Butter shrimp spaghetti

Today we will prepare this spectacular recipe for spaghetti with garlic butter shrimp. One of the simplest and most exquisite dishes to enjoy on any occasion.


  • 450 grams of shrimp, deveined and without tails
  • 150 grams of spaghetti
  • 6 tablespoons of butter
  • 2 large cloves of garlic, chopped
  • 3 tablespoons dry white wine (we use Pinot Blanc)
  • 2 lemons
  • Salt and pepper to taste
  • 1 tablespoon fresh parsley, chopped


  1. In a large pot, heat water with half a tablespoon of salt over high heat. Once boiling, add spaghetti and cook until al dente.
  2. In a large skillet, melt 1 tablespoon butter over medium heat. Add the shrimp to the skillet in a single layer and cook until opaque, about 2 minutes per side. Once cooked, remove from skillet and set aside.
  3. Next, add 2 tablespoons of butter to the skillet. Once melted, add the minced garlic and cook until softened. Lower the heat, if necessary, to prevent the garlic from browning. Add the wine, grated zest and lemon juice. Bring to a boil and allow the mixture to reduce for a minute or so.
  4. Lower the heat and slowly add the rest of the butter (1-2 tablespoons at a time). Use a whisk on low speed until the mixture is smooth.
  5. Add the cooked shrimp to the sauce and toss to coat. Sprinkle the parsley over the top. Add the cooked spaghetti and, using tongs, toss to combine.

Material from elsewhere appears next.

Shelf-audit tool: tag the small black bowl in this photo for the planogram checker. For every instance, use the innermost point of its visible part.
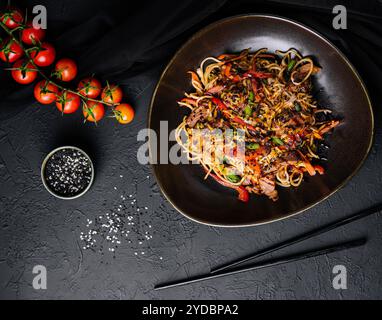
(83, 180)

You can add pepper to taste once this spaghetti with butter shrimp recipe is ready, as you will see it is very easy to prepare and the wine gives a very peculiar flavor to this dish.


  • Depending on the size of the pan, you will have to cook the shrimp in batches.
  • You can use any white wine you like, Chardonnay, Sauvignon blanc or Riesling.